Smelting of alumina into aluminium is one of the most power-hungry processes in industrial production. To supply power to the unit, NALCO had set up a 1,200 MW coal-fired power plant next to the smelter in Angul.
However, said the aluminium manufacturer, it is increasingly finding it difficult to find coal to run the power plant. It blamed it on two reasons — a recent change in government policy and a gradual decline in production of coal from its main source of coal, MCL (Mahanadi Coal Ltd) operations in nearby Talcher.
The government had, in May, instructed coal producers to give first priority to companies that make power to sell to others, and to supply the remaining coal to companies who make power for captive use — like NALCO.

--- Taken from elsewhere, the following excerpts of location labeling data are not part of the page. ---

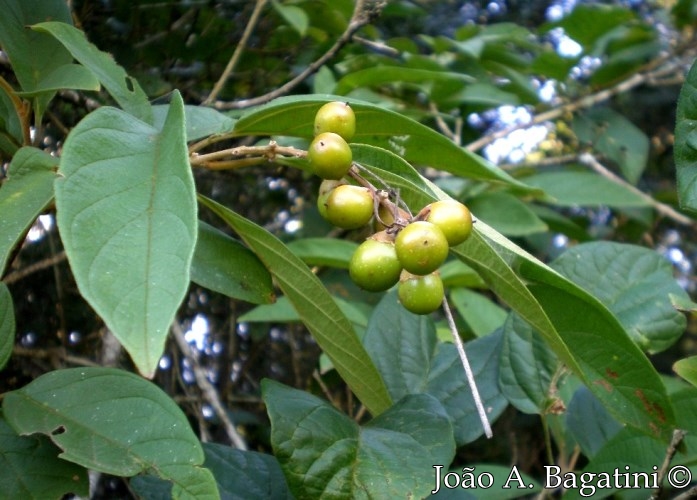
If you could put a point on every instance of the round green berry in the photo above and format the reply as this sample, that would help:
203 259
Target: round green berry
453 218
421 247
420 294
337 117
348 206
330 156
374 265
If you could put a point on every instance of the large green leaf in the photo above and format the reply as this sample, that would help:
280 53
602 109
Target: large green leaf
614 136
33 55
570 188
224 265
318 311
126 211
24 195
635 283
30 468
7 325
123 88
686 142
294 116
412 361
527 366
325 454
115 422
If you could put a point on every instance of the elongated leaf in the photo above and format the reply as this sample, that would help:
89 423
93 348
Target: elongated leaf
30 468
123 88
328 325
527 366
686 142
411 361
324 251
572 188
481 314
507 214
294 116
7 325
223 264
115 422
635 283
200 121
390 457
26 192
33 55
127 217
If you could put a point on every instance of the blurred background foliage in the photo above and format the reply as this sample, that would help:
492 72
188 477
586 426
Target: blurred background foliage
575 97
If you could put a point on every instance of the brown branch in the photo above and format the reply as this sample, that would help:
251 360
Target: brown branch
251 24
651 75
361 17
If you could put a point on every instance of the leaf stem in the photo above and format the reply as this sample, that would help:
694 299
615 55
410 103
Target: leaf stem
468 370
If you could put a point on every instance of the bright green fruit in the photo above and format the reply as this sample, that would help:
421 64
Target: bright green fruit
421 247
420 294
453 218
348 206
374 265
337 117
330 156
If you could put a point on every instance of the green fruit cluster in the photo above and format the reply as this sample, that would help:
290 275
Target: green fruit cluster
408 252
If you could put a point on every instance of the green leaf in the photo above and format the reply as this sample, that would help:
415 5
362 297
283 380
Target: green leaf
329 252
318 311
30 468
570 188
200 121
411 361
126 212
25 193
224 265
635 283
293 15
33 55
506 213
7 325
687 369
616 138
294 116
123 88
326 454
481 314
686 142
590 424
68 76
245 474
114 422
527 366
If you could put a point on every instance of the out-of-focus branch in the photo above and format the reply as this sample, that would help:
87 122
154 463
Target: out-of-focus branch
363 13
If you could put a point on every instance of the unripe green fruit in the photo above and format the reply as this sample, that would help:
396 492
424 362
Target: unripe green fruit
348 206
421 247
374 265
453 218
330 156
420 294
337 117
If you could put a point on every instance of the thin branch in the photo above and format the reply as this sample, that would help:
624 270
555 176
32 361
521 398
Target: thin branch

Many industrial bodies had protested the decision at the time, and warned that it would create huge problems for industries who depend on captive power plants to run their operations.
NALCO blamed the “priority given to IPP (independent power producers) over CPP (captive power producers) and the reduction in production from MCL, Talcher” for the situation.
India’s largest aluminium producer, however, said it is buying about 120 MW — about 10% of the power plant’s full capacity — from third party suppliers to cope with the shortage.
“To tide over the shortage, NALCO is temporarily importing 120 MW power from State Grid without curtailing any production as on date. As such, there is no production loss for coal shortage,” it said.